Download free ~ Mario Nascimbene’s ‘Susans Theme’ taken from Jack Clayton’s british New Wave classic .. ROOM AT THE TOP

Download free ~ Mario Nascimbene’s ‘Susans Theme’ taken from Jack Clayton’s british New Wave classic .. ROOM AT THE TOP


Room at the Top, released at the beginning of 1959, was the first of the ‘new wave’ films. It came from established industry producers, John and James Woolf, and was a huge box-office hit. This success opened up new possibilities for British filmmakers. Audiences had proved they were prepared to see adult storylines, gritty realism and political comment, and so the new wave as a commercial proposition was born. War films and romantic comedies dried up and the provinces and proletariat were suddenly discovered.

As a trailblazer which had a big impact on the British film industry and its audience, Room at the Top has inevitably faced a backlash. After an initial consensus that it was daring and different, a new consensus emerged that it was stolid and indifferent.

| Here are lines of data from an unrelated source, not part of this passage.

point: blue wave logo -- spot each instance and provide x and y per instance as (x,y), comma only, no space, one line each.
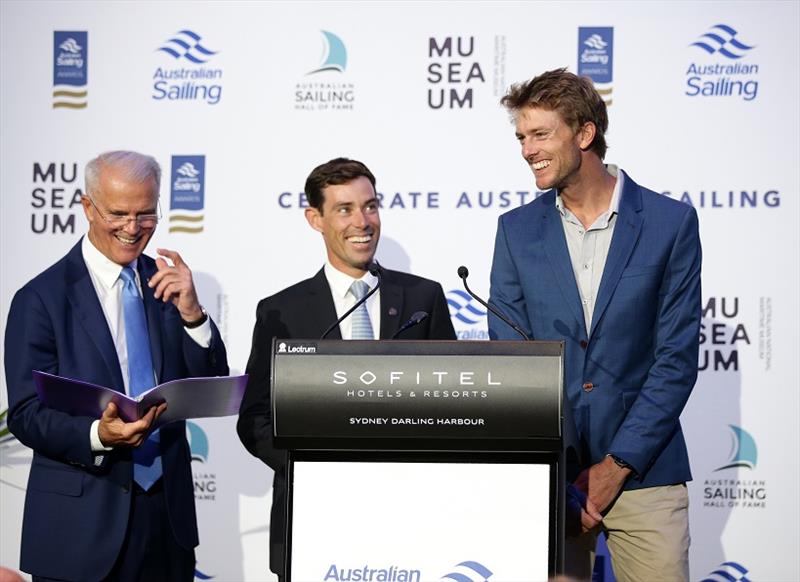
(728,572)
(71,46)
(743,450)
(722,39)
(334,57)
(198,442)
(5,434)
(596,42)
(464,308)
(188,170)
(470,572)
(186,44)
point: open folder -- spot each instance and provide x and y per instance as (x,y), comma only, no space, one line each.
(186,398)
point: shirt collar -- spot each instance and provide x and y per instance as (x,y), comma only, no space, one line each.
(106,270)
(340,282)
(613,206)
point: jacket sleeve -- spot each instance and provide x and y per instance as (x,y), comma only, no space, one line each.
(30,344)
(654,415)
(210,361)
(441,326)
(506,291)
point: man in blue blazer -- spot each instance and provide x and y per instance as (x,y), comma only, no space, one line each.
(107,500)
(613,270)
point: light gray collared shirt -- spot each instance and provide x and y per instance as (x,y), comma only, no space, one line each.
(588,248)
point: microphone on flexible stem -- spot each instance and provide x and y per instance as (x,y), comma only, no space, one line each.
(417,318)
(463,272)
(375,271)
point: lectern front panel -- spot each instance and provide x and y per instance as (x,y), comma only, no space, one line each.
(417,521)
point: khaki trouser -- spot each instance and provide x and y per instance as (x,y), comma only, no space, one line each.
(647,536)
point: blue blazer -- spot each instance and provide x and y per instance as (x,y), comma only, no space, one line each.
(628,379)
(76,513)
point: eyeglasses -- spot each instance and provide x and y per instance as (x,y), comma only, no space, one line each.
(117,221)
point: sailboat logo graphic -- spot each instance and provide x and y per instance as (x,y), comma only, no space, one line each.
(334,57)
(743,450)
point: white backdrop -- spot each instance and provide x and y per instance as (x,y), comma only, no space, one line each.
(412,90)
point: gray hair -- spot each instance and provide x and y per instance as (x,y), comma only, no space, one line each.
(133,165)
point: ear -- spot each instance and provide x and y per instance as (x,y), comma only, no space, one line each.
(314,218)
(88,210)
(586,135)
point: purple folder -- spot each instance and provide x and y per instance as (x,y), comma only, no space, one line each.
(186,398)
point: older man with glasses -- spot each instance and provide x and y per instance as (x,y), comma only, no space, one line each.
(106,499)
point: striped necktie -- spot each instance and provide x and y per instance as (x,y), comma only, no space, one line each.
(362,327)
(146,457)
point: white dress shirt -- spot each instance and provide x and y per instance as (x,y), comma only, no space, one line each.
(105,276)
(343,300)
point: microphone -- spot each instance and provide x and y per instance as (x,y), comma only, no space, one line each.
(417,318)
(463,272)
(374,270)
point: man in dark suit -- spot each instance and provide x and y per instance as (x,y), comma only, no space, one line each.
(613,270)
(106,499)
(344,209)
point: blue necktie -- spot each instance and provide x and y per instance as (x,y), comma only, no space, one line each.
(362,327)
(146,457)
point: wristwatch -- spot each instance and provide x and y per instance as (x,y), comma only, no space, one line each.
(197,322)
(621,463)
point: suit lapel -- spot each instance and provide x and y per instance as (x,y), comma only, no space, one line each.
(391,306)
(155,315)
(320,308)
(557,255)
(623,241)
(82,297)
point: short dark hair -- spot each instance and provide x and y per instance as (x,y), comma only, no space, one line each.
(333,173)
(573,97)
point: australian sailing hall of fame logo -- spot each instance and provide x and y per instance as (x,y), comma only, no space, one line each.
(326,86)
(188,78)
(732,484)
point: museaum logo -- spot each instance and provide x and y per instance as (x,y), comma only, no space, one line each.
(453,72)
(55,197)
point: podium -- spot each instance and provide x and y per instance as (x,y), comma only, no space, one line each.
(413,461)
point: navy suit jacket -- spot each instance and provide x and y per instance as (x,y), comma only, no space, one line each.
(304,311)
(628,379)
(76,513)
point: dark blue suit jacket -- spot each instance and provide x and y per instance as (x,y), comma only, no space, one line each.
(628,380)
(76,513)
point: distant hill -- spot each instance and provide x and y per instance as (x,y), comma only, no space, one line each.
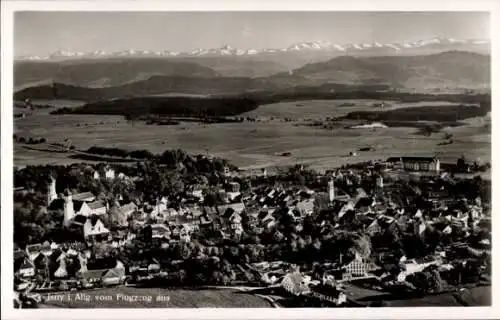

No other new wave film takes on the class system as boldly. It offers a complex analysis of class warfare that challenges the accepted state of things in Britain at the time. Joe is proud of his class but, unlike Arthur Seaton in Saturday Night, keen to leave it. The only way to do this is by cold calculation and emotional manipulation.

Britain at all levels is depicted as desperately holding on to class as a means of self-belief. Joe’s relatives tell him to stick to his own kind, yet the toughs that beat him up don’t see him as of their own class. The rank-pulling of Jack Wales tells him that it is just a different kind of war now.

It takes the outsider figure of Alice, the Frenchwoman, to offer the hope of some redemption. Joe’s failure to choose Alice, the woman he loves, over Susan, the agent of social mobility, becomes England’s failure as well.

The film may not be stylistically adventurous, with long scenes and conventional editing, but the content bites. Simone Signoret’s performance is ferociously good – bringing out all the pain of Alice’s situation. On the other hand, Laurence Harvey, as Joe, is often used as a stick to beat the film with. Certainly he is few critics’ favourite actor and, being a Lithuanian raised in South Africa, sports a strange Johannesburg-Bradford accent. Yet there is something about his blank, narcissistic presence that works in showing Joe’s essential weakness.